Just looking at what the Red Sox have done 67 games into the season, with 41 percent of the schedule in the books, and they’ve done everything they’ve had to. They’ve had the aforementioned come-from-behind wins. They’ve beaten good teams at a good clip, coming into today with a 22-15 record against teams with winning records, the fourth-best record in the game. They’ve also excelled in the nailbiters, with a 12-6 record in one-run games that is only bested by the Angels.
They’ve gotten wins when their backs have seemed to be up against the wall, going right back to the second series of the year when they were coming off a sweep at the hands of the Orioles, on the verge of falling back into the 2020 spiral. Instead, they swept the now-MLB-best Rays, and won nine straight games in total. They bounced back from a disappointing series in Texas against the Rangers to win five of their next six. They lost three in a row to Baltimore and Oakland, and then won seven of their next nine. They had that horrible series in Houston, then answered back with a sweep in the Bronx. They’ve had some high highs, but more importantly they’ve avoided the lowest of lows, even when those lows appeared inevitable.
And it’s not just on a game-by-game basis either. They do the little things you need to do when you're back is up against the wall.
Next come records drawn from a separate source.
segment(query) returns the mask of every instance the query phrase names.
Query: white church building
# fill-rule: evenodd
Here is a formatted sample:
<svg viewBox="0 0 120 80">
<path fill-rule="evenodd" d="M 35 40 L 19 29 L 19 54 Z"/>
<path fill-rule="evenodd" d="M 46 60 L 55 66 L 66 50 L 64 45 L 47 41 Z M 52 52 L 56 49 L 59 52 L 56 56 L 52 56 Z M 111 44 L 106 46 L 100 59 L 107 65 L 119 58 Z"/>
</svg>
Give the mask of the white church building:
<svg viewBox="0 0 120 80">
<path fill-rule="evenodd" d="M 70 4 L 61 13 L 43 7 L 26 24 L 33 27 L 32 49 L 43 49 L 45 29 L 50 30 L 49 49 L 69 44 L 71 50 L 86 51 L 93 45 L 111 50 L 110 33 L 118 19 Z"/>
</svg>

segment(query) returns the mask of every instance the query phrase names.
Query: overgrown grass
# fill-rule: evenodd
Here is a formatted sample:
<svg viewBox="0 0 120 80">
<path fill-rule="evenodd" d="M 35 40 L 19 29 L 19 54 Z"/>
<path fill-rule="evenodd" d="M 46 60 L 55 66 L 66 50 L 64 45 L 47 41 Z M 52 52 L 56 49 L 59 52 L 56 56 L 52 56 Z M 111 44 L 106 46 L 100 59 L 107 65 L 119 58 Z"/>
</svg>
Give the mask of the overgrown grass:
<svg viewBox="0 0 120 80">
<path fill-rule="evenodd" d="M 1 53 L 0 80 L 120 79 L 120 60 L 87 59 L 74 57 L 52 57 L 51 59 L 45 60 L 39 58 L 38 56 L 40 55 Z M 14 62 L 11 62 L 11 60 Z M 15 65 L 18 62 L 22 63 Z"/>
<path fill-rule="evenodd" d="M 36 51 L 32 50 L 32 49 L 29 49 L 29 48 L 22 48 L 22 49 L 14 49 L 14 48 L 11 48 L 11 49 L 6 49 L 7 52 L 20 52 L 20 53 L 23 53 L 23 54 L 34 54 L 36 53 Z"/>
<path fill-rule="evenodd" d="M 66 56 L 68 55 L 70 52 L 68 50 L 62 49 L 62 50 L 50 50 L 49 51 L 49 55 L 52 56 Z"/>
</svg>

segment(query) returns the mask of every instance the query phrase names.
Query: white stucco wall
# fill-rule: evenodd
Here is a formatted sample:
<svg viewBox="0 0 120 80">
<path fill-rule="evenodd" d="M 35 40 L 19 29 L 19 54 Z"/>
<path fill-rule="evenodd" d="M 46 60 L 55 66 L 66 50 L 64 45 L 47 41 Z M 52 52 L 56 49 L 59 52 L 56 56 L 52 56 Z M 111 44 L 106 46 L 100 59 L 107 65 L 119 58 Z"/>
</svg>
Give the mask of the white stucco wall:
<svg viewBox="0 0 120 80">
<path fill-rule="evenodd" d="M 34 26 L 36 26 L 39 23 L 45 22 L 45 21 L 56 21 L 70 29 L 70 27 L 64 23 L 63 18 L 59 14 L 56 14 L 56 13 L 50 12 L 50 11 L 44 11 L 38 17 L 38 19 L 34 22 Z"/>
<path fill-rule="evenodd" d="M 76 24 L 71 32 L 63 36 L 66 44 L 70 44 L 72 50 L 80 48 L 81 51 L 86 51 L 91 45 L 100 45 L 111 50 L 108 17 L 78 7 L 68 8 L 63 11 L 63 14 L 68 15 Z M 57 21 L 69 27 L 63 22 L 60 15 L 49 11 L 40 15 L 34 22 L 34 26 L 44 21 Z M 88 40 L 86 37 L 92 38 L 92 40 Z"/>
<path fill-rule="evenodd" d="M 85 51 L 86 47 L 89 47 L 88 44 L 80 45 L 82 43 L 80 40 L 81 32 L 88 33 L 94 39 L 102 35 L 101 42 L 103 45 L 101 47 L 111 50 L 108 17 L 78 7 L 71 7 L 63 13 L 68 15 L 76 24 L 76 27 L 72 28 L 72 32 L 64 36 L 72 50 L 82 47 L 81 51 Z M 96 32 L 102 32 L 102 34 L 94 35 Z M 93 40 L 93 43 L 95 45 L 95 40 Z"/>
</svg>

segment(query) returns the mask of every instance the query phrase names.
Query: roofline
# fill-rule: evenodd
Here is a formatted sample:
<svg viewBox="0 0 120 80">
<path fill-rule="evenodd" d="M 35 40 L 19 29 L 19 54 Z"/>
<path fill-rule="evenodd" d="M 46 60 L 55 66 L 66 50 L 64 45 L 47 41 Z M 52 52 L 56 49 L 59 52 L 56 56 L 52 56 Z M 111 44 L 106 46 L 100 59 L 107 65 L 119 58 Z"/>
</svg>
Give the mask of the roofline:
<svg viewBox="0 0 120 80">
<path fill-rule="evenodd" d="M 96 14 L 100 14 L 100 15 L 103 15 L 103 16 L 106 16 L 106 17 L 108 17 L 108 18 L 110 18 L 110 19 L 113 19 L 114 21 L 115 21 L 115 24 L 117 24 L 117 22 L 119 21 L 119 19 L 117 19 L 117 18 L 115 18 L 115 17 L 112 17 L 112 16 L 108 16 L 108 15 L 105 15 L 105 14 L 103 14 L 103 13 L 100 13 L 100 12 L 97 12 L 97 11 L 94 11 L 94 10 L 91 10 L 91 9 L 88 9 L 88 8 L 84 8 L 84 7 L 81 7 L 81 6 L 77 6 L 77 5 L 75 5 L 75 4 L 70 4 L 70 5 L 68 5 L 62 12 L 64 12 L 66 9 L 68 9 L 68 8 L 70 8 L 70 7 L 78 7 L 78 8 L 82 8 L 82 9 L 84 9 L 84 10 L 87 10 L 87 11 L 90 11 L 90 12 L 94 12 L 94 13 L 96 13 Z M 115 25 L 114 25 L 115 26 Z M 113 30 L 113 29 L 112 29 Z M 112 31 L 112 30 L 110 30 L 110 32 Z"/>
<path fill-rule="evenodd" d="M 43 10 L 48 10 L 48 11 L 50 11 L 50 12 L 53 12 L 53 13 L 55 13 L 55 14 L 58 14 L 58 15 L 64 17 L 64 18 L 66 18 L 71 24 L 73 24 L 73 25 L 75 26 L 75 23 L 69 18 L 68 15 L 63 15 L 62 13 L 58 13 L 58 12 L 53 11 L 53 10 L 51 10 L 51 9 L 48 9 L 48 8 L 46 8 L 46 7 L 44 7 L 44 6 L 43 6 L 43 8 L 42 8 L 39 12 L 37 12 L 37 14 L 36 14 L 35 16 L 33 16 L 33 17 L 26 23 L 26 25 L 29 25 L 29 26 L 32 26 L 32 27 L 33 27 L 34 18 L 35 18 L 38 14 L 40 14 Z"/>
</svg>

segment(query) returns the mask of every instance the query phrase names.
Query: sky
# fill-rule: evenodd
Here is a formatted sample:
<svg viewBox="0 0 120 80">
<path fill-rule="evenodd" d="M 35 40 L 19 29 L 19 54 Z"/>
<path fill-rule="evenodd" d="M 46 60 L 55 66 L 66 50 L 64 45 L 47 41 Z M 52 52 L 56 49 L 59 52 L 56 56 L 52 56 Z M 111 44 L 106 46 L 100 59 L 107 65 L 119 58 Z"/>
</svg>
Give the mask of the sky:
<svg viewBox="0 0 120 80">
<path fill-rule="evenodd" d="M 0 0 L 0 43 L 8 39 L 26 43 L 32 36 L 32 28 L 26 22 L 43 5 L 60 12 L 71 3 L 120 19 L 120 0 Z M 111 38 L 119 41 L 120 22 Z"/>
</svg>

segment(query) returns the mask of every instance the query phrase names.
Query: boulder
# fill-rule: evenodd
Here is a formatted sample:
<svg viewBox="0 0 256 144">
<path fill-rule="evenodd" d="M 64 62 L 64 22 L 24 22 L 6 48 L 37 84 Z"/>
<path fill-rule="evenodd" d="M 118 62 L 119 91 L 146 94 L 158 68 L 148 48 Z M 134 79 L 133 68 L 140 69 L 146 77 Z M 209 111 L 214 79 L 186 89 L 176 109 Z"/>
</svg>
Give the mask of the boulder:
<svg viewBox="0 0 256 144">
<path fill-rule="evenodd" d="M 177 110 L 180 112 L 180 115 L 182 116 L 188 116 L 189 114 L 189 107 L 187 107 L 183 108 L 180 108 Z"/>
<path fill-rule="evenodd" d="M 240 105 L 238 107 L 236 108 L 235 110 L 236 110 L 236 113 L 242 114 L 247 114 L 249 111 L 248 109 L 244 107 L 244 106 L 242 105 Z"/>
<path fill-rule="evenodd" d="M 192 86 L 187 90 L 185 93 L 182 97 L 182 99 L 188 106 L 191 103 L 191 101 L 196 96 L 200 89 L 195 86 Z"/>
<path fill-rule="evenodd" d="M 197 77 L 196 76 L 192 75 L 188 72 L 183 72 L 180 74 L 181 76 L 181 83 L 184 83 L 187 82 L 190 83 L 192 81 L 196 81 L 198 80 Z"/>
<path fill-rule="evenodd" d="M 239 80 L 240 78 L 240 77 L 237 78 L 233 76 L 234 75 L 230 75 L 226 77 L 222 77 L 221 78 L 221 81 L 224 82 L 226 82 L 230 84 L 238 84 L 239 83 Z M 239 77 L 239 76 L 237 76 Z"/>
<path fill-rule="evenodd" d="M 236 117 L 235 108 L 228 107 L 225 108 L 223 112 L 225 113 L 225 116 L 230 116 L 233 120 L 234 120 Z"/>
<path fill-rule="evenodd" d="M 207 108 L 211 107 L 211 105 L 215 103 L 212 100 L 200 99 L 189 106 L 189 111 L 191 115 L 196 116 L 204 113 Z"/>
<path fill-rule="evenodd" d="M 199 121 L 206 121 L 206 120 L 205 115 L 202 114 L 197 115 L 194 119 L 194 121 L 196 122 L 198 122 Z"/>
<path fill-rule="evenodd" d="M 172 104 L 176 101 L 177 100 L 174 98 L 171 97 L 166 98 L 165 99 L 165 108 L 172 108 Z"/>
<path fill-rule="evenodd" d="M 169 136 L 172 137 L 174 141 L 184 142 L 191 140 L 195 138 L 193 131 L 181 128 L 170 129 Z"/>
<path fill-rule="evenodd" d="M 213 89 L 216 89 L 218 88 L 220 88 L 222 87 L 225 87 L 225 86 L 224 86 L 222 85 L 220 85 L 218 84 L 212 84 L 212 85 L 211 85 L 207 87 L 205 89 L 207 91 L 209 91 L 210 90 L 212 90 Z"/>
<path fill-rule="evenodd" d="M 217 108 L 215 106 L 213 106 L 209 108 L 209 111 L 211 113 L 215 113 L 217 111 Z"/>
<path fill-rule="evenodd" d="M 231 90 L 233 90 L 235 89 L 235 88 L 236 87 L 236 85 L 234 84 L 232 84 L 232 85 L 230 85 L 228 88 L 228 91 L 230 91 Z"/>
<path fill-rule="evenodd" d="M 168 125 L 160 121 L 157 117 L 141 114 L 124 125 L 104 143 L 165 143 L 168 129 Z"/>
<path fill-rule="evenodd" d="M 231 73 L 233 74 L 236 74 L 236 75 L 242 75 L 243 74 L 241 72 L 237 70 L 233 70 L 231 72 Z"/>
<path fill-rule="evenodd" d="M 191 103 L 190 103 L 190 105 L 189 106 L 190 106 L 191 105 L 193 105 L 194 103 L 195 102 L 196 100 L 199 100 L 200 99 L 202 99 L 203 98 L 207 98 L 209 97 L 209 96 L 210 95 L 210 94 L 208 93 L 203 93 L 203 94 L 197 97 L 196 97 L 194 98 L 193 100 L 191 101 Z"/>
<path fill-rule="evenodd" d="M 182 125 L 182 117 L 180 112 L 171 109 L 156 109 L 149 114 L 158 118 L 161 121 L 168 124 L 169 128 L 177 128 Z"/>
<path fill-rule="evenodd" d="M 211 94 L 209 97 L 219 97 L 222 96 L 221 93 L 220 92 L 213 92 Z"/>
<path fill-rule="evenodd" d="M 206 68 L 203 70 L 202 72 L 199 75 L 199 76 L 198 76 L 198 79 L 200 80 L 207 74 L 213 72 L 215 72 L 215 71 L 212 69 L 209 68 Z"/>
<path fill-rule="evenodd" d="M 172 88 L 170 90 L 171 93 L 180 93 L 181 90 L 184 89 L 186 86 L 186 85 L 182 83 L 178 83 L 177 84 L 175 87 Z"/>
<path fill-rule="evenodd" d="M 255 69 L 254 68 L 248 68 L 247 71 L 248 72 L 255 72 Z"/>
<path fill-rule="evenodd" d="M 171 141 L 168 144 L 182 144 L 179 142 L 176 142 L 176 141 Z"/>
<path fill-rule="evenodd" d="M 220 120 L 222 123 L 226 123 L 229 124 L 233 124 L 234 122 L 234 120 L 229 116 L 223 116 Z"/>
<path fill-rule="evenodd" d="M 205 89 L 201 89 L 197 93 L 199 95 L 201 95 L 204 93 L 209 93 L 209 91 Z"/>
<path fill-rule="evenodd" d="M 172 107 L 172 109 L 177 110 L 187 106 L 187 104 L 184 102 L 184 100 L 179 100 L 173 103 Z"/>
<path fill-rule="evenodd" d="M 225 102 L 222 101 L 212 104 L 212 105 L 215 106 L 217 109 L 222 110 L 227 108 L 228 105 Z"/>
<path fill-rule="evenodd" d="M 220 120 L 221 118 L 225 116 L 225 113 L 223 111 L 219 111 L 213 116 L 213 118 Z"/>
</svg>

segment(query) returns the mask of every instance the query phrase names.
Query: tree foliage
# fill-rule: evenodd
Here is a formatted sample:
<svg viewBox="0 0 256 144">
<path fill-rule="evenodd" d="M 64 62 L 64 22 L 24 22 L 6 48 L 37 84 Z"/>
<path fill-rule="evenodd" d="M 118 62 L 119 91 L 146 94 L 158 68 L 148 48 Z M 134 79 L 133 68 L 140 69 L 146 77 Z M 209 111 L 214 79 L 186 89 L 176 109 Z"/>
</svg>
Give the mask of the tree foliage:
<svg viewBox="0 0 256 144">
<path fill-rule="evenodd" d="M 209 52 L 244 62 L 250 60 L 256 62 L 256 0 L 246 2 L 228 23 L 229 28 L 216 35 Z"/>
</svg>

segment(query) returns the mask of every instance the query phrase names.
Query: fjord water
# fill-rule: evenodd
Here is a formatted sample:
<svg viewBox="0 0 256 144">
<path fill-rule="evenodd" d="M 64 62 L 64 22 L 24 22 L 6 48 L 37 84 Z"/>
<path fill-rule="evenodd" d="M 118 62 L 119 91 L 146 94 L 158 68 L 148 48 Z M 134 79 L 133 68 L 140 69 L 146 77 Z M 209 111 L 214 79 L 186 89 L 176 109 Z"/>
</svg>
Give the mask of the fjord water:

They have a tremendous amount of success at the plate with two outs, scoring the second-most runs in baseball in that situation with the fifth-highest OBP and the sixth-highest OPS. Similarly, they’ve been good with two strikes, sitting in the top 10 in terms of OPS in those situations and in the top five in two-strike homers.
And while the stars have been getting all of the credit on offense, and deservedly so, the non-stars are coming through when needed. Baseball-Reference has a stat called tOPS+ that compares a player’s stat line in a certain split to their overall performance for the season. A number above 100 indicates they’ve been better in whatever situation for which you’re searching than they have been overall. In high leverage situations, only Xander Bogaerts and Kevin Plawecki have been worse than his overall numbers on the Red Sox this year, which speaks to the lack of quit and that it factor that is so hard to put a finger on.
The Red Sox are still going to need a little bit of help to push them over the top later this summer, whether it be in the form of players already in the organization joining the roster or coming in from the outside. But the DNA of this team, led by Alex Cora who deserves a ton of credit for this characteristic, is right on the money. They win when they need to, and even when they really don’t deserve it. They get hits when they need them, and perform when their backs are against the wall. The talent is there to be sure, and we shouldn’t discount the actual performances on the field. But at the same time, it’s been more than that. Call it resilience, call it the it factor, call it whatever you want. But it’s putting the Red Sox right where they need to be.